Black Voters Catapult Democrat Doug Jones to U.S. Senate
Roy Moore, a Christian fundamentalist and longtime favorite of anti-choice activists, lost his U.S. Senate bid in one of the nation's reddest states.
Democrat Doug Jones scored a narrow victory in Tuesday’s special election against Republican Roy Moore to become the next U.S. senator representing Alabama.
A heavy underdog headed into the race against Moore, Jones won Tuesday’s election with 49.9 percent of the vote. Ninety-eight percent of Black women voted for Jones, while 93 percent of Black men voted for the Democratic candidate. Two-thirds of white voters in Alabama cast a ballot for Moore, who campaigned on stripping LGBTQ people of civil rights and outlawing abortion care.
Jones, who successfully prosecuted members of the Ku Klux Klan involved in the 1963 bombing of the Birmingham 16th Street Baptist Church that left four Black girls dead, stood in stark contrast to Moore. When Jones in August won the Democratic nomination, he referenced his work fighting white supremacists as a federal attorney and then-recent violence by white supremacists in Charlottesville, Virginia.
Moore, however, has pushed the racist conspiracy theory that President Barack Obama was not a natural-born citizen and suggested that the last time the United States was “great” was during slavery.
Steve Bannon—executive chairman of white supremacist site Breitbart News—appeared at Moore’s campaign rally on the eve of the election after having backed the candidate throughout the race. Bannon has reportedly suggested that limiting voting rights to those who own property would be “not such a bad thing.”
The state of Alabama already has barriers to the ballot box, such as requiring photo identification in order to cast a ballot—a policy that disproportionately affects those with low incomes and people of color. Such laws disenfranchise those who don’t have government-issued photo IDs, because, as Rewire’s Imani Gandi has explained, they lack the funds to obtain one, don’t drive, or don’t regularly need it.
Anti-choice activist Janet Porter appeared at Moore’s rally on Monday evening, telling the crowd that the Alabama Republican accused of sexual misconduct was “one of the most honorable men [she has] ever known.”
Porter is the founder and head of Faith2Action, the anti-choice group behind the so-called fetal heartbeat legislation at the state and federal level that would effectively outlaw abortion. Porter appeared in defense of Moore throughout the campaign’s final weeks, often pointing to Moore’s opposition to abortion rights to shift the conversation away from the allegations against him.
She did the same on Monday, noting that the winner of the special election could play a key role in choosing the next justice to sit on the U.S. Supreme Court and that Moore would only support those opposed to abortion rights.

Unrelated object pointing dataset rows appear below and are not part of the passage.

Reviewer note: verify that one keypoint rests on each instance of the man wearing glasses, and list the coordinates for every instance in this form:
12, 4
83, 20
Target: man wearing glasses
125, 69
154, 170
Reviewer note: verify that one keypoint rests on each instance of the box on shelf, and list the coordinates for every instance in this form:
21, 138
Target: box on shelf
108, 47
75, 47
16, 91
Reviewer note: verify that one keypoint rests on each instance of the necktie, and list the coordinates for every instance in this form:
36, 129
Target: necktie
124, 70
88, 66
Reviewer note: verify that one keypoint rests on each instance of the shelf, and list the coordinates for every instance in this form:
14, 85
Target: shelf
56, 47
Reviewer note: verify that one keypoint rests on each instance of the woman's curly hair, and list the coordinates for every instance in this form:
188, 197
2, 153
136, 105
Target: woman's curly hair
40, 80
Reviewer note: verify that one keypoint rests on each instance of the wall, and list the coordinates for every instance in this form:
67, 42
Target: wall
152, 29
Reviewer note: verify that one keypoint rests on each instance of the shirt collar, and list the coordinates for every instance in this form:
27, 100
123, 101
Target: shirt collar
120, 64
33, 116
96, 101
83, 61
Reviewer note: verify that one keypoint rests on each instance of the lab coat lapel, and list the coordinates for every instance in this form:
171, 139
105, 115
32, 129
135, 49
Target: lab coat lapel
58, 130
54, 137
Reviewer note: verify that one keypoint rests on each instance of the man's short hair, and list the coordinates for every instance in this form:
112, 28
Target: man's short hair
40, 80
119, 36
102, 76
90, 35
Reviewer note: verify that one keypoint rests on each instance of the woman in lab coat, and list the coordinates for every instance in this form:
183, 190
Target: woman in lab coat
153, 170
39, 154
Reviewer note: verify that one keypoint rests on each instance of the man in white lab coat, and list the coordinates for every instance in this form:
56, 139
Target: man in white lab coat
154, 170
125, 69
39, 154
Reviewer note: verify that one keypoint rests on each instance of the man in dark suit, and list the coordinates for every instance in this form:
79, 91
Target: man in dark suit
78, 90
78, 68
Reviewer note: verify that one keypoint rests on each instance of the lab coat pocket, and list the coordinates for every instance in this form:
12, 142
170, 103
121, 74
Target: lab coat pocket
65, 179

Porter said there was significant “pro-life support” behind Moore. Though some Republicans attempted to distance themselves from Moore in the wake of numerous allegations of sexual misconduct, many anti-choice activists stood firm in their support.
That support stems from Moore’s extreme platform opposing reproductive freedoms.
In a 2014 court decision upholding a child endangerment conviction of an Alabama woman who gave birth to a healthy baby that tested positive for cocaine, Moore and colleague Justice Tom Parker made “the judicial case for prosecuting women who have had abortions,” according to Rewire’s Jessica Mason Pieklo. His campaign had touted endorsements from anti-choice extremists like Matt Trewhella, who once signed onto a statement suggesting that the murder of an abortion doctor was “justifiable,” though he later removed his name from the letter.
On the campaign trail, Jones called himself “a firm believer that a woman should have the freedom to choose what happens to her own body.” He voiced his opposition to a 20-week abortion ban during a September interview, though he later noted he did support current law banning what he called “late-term procedures.”
Moore’s position on abortion rights was hardly the only extreme position he has taken. Moore has been an outspoken opponent of LGBTQ equality, and was suspended from the Alabama Supreme Court for issuing an administrative order urging judges in the state not to comply with the U.S. Supreme Court’s marriage equality ruling.